ROMA – “Gli asessuali? Sono malati”. “Almeno sicuramente non si riproducono, per cui sono una categoria in via d’estinzione”. “Che sollievo”: [App di Blitzquotidiano, gratis, clicca qui,- Ladyblitz clicca qui –Cronaca Oggi, App on Google Play] questi alcuni stralci della conversazione andata in onda su Rai Radio 2 durante il programma Al Posto del Cuore, condotto da Paola Perego e Laura Campiglio. Parole che hanno acceso un polverone che di nuovo coinvolge la conduttrice moglie di Lucio Presta, già travolta un anno e mezzo fa dalla polemica per la lista delle “donne dell’est” che le costò la chiusura di Parliamone Sabato.

Questa volta Perego è rimasta invischiata in una conversazione radio con la co-conduttrice e scrittrice Campiglio, che ha tirato fuori il tema degli asessuali, ovvero coloro che stanno bene senza avere rapporti sessuali.

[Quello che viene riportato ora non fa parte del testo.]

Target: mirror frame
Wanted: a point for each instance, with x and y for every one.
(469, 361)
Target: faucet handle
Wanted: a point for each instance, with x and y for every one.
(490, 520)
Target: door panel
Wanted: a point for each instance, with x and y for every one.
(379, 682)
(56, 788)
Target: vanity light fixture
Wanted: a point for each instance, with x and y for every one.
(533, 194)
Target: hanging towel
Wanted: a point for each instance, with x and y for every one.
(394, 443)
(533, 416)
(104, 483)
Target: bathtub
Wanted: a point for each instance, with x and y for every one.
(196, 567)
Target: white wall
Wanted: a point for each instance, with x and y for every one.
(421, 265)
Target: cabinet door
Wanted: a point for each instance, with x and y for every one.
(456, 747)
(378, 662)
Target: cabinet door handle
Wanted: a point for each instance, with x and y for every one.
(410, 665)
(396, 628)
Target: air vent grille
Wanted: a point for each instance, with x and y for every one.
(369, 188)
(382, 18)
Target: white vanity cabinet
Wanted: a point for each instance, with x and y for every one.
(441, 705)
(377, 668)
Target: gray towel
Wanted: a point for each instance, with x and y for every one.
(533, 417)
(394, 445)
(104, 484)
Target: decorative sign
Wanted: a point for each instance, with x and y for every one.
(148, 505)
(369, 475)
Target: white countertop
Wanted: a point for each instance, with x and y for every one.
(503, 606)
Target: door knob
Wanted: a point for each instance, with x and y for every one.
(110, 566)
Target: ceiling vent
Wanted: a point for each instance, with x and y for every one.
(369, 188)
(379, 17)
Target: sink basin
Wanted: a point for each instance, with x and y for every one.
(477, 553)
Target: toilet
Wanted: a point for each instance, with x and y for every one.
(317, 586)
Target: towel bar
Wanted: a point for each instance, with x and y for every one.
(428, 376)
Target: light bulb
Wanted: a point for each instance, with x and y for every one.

“C’è una cosa alla quale dobbiamo parlare: gli asessuali”, ha esordito la Campiglio nella puntata di sabato 4 agosto. “Sei sicura che ne vuoi parlare? Guarda che siamo alle 11 del mattino su Radio 2”, ha replicato Perego. Ma la scrittrice è andata avanti: “Queste persone non sono persone interessate al sesso, lo hanno completamente estromesso dalla loro vita e rivendicano questa cosa come forte scelta di vita: dove andremo a finire? Queste persone seguono la loro natura: sono proprio fatte così”.

E Perego: “Ma esistono? Sono uomini anche? Uomini che non hanno interesse per il sesso? No dai, non ci credo…”. Campiglio ancora: “Questo è un morbo diffusissimo. Su 100 persone ce n’è una che è così, sono malati, è pazzesco. (…) Queste persone strane, perché sono strane, si sono riunite in un movimento internazionale e rivendicano questa loro scelta. Così, senza vergogna, io non me ne capacito (…) Questa loro condizione, questa malattia diciamolo…”. E a quel punto Perego ha chiosato: “Però c’è una buona notizia: gli asessuali sicuramente non si riproducono, per cui sono una categoria in via d’estinzione”.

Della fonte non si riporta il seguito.